Don't Waste Your Life

Life's a journey - don't forget to unpack.

Where it all meets

Perhaps then, it is at the cross of Christ that we find what we crave for most deeply in this world. Love and sacrifice, justice and mercy, faithfulness and grace. It is at the cross of Christ that all these meet, and if we dig deep enough into the core of our being, we will find that these are the things we will live and die for. - Me

To you, my reader. :)

There, look on me, so that you may not praise me beyond what I am; there, believe me, not others, about myself; there, attend to me and see what I have been in myself, through myself. - St Augustine

Dinner Date!

Before I settle down into seriously looking at the itinerary for Taiwan next week, thought I'd blog a little about last night's dinner date with D.r. C.h.o.o.!
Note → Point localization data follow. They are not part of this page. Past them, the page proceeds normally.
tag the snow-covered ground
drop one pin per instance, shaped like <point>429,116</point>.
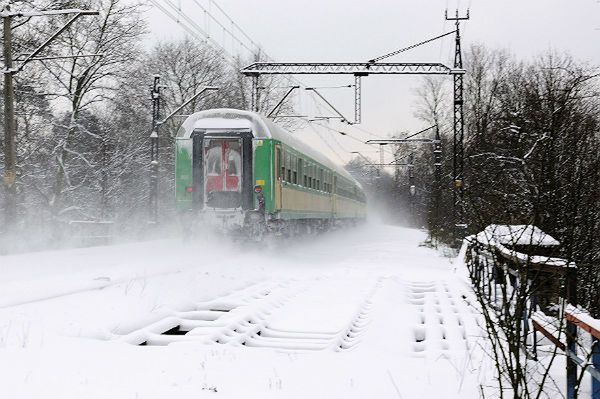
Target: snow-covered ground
<point>358,314</point>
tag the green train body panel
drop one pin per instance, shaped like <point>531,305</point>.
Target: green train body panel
<point>335,196</point>
<point>183,172</point>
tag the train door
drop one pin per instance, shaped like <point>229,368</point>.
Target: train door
<point>278,176</point>
<point>334,195</point>
<point>223,172</point>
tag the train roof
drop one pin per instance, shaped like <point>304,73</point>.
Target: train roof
<point>261,127</point>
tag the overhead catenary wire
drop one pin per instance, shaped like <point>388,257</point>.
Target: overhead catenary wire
<point>198,32</point>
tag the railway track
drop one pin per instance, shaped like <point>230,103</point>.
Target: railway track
<point>267,315</point>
For those who don't know, she's my Honours Thesis supervisor! I tell you, this wonderful lady hailing from the beautiful land of Korea was simply the best supervisor around! Super helpful, always encouraging, and of course, zai in her own ways too!
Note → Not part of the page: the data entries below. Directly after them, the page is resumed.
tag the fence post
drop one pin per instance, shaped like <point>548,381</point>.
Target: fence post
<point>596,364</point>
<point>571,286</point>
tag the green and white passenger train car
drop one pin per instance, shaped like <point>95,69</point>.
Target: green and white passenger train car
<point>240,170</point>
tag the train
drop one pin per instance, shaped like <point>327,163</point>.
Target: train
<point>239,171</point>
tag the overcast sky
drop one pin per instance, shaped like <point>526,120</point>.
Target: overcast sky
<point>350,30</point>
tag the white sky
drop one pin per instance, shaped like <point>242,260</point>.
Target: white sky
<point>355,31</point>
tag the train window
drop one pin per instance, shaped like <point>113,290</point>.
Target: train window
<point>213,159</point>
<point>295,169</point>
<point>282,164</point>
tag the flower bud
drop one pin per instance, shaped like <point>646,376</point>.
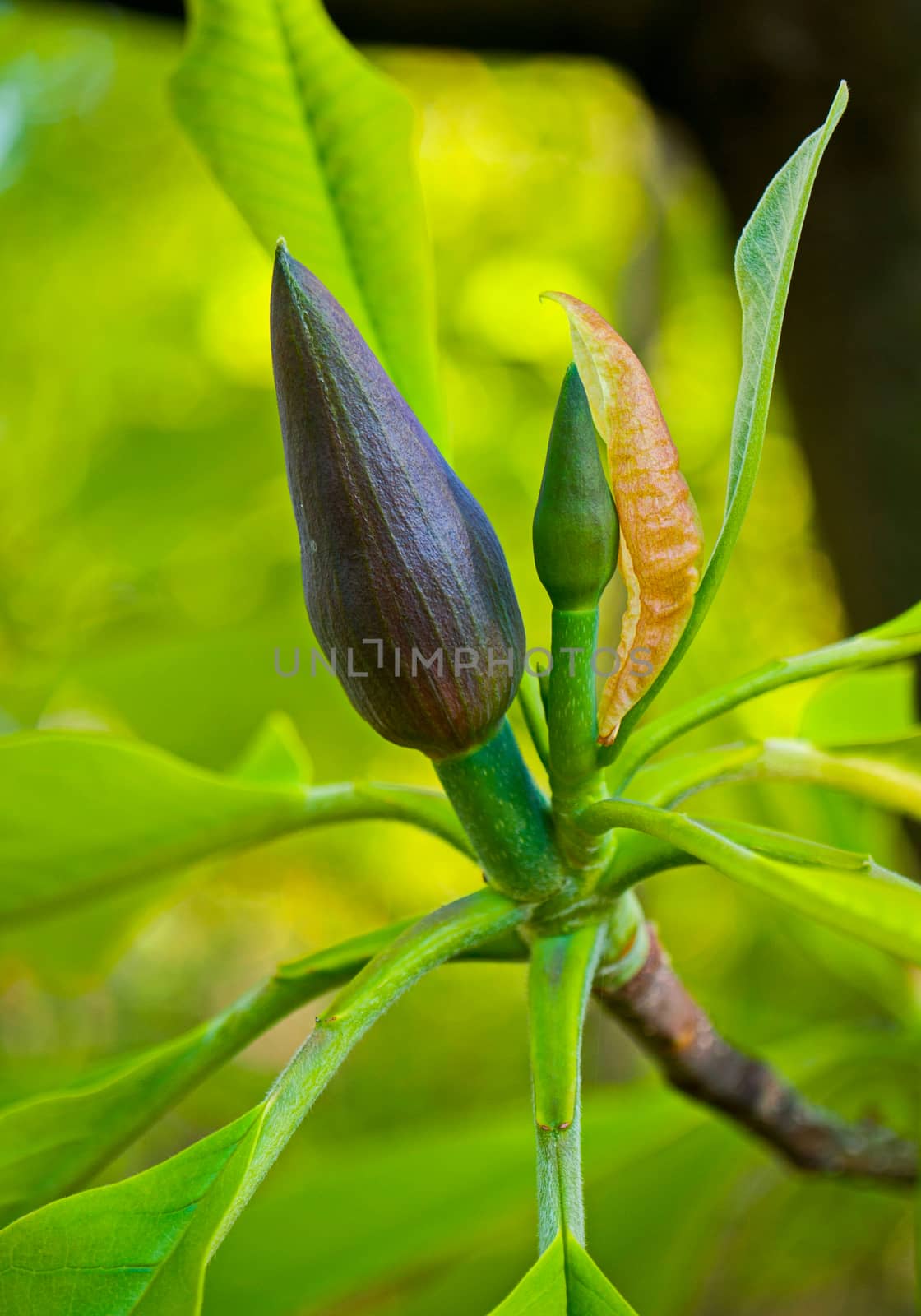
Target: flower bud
<point>405,583</point>
<point>576,523</point>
And of course, over dinner, we HAD to ask her the mandatory question every prof gets when they go out for dinner with their students! We simply MUST hear their love stories! heee!

Pictures!

My wonderful prof!

I tell you! What better food to eat with a Korean professor than authentic Korean food! :) We went to Crystal Jade Korean Restaurant at Taka. And my, I must say the food was GREEAAT!

Seafood Pancake appetiser


Bbq beef and the rest of the traditional Korean side-dishes.


Classic! Korean ginseng chicken soup! Yummy!


BiBimBap


Korean rice-cake soup! Man! I really loved this. It had beef, egg, and of course delicious chewy Korean rice cakes in there. It's like our Chinese nian2 gao1.. Korean tradition has it that every new year if you eat one bowl, it symbolises that you have grown a year older. :) Apparently, the prof says that kids try to eat as many bowls as they can during the new year. I would think the middle-aged would be less inclined to do so! :p


Well, the Korean restaurant was kind of noisy, and so to have a better chat, we decided to proceed for dessert. The prof insisted on treating us to dinner, so we kinda decided that we would treat her to dessert in return! She was real pleased, declaring herself to be a dessertarian! (cool term eh? vegetarians eat veges, dessertarians eat desserts! humanitarians, anyone?)

We proceeded to ProjectShopBloodBros Cafe at Paragon, and I must say these were some pretty expensive desserts! First time I ever tried Key Lime Pie! I really loved it!

Well, apparently Key Lime Pie is a pie with the greenish filling made of lime! Yum.. seems like it goes nicely after you've had fish or seafood and ur mouth stinks. heh.


This is some orange and chocolate cake, curiously named Jaffa Cake or something. Reminds me of cheap orange juice you get at NTUC.


And of course, a group picture to round it off.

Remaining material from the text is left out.